East Coast Reading, a Statue in Florida
Below, my first US reading, a memorial in Marianna, Florida, and a look at NetGalley.
A reading in Burlington
I’m excited to announce a reading of Ghosts of the Orphanage at Phoenix Books on Wednesday, March 22nd. The bookstore is half a block from the Church Street Marketplace in Burlington, Vermont, and about a mile and a half from where it all began — at St. Joseph’s Orphanage. If you’re local, I hope to see you there. More dates to be announced.
Phoenix Books offers pre-orders: Ghosts of the Orphanage.
In memoriam
With thanks to the erstwhile Albany police detective, Mike Ruede, who flagged this: a recent story in the Tallahassee Democrat about a memorial for the former residents of the Arthur G. Dozier School for Boys in Marianna, Florida. Reform schools of the 20th century, like Dozier, functioned much like orphanages, with some of the same children spending time in both, and with little transparency to the outside world.
In 2013, anthropologists uncovered the remains of dozens of boys in a cemetery at the Dozier site. Records indicated the existence of thirty-one graves, but investigators found the remains of more than fifty individuals. In fact, escaped boys had been telling their families and authorities for decades about abuse at the school and even about deaths they had witnessed. It took many years for the government to acknowledge what had happened.
The memorial includes a statue of three boys, two grim faced young men supporting a slumped companion between them. It starkly conveys the real history of the institution and is appropriately, completely heartbreaking.
The sculptor, Frank Castelluccio, told Capitol Reporter James Call:
I wasn’t trying to make it look pretty. I was trying to make it look realistic. We’re trying to tell a story here.
The school, which was founded in 1900, closed in 2011.
NetGalley
Every time I publish a book, the book media landscape has changed dramatically since the time before. Now it’s standard for early readers to receive copies of a book via NetGalley. “Galleys” or “ARCs,” as in Advance Reading Copies, are prepublication versions of the book. They’re not meant for sale, but to give people in the industry a sense of what’s in the book and also a sense of the book as an object.
NetGalley members may be book reviewers or podcasters, but they are often just passionate readers, who post their own reviews at Goodreads.
“It is the things that nightmares are made of.”
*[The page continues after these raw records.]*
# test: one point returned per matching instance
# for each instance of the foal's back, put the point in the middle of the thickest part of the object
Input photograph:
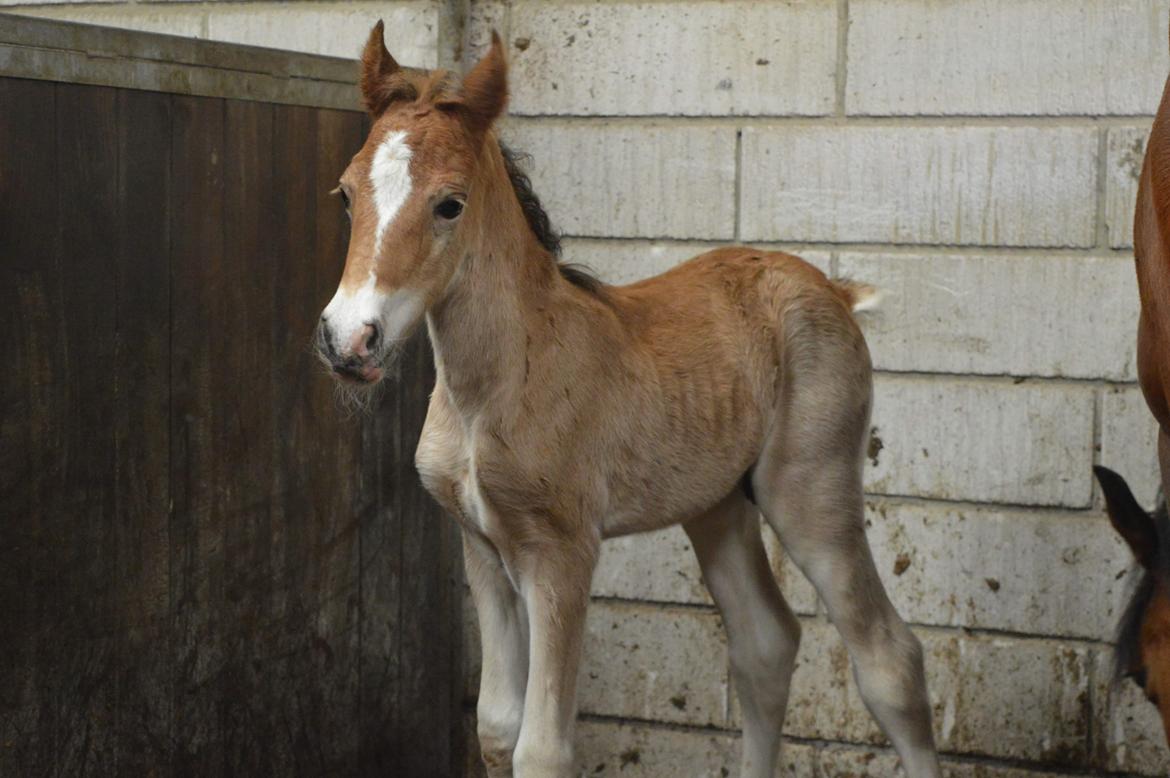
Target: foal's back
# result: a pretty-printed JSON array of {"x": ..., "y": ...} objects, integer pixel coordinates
[{"x": 706, "y": 350}]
Goodreads review of “Ghosts of the Orphanage,” February 7, 2023
For authors, reviews can be complicated. Some refuse to read them. Others get friends to look first. I write books and I review them, so for me this is a rich topic. For now, I want to say that I’m glad NetGalley exists, on this my 3rd go around. It is really moving when someone of good faith takes the time to engage deeply with the project that has been inside your head, alone, for so long.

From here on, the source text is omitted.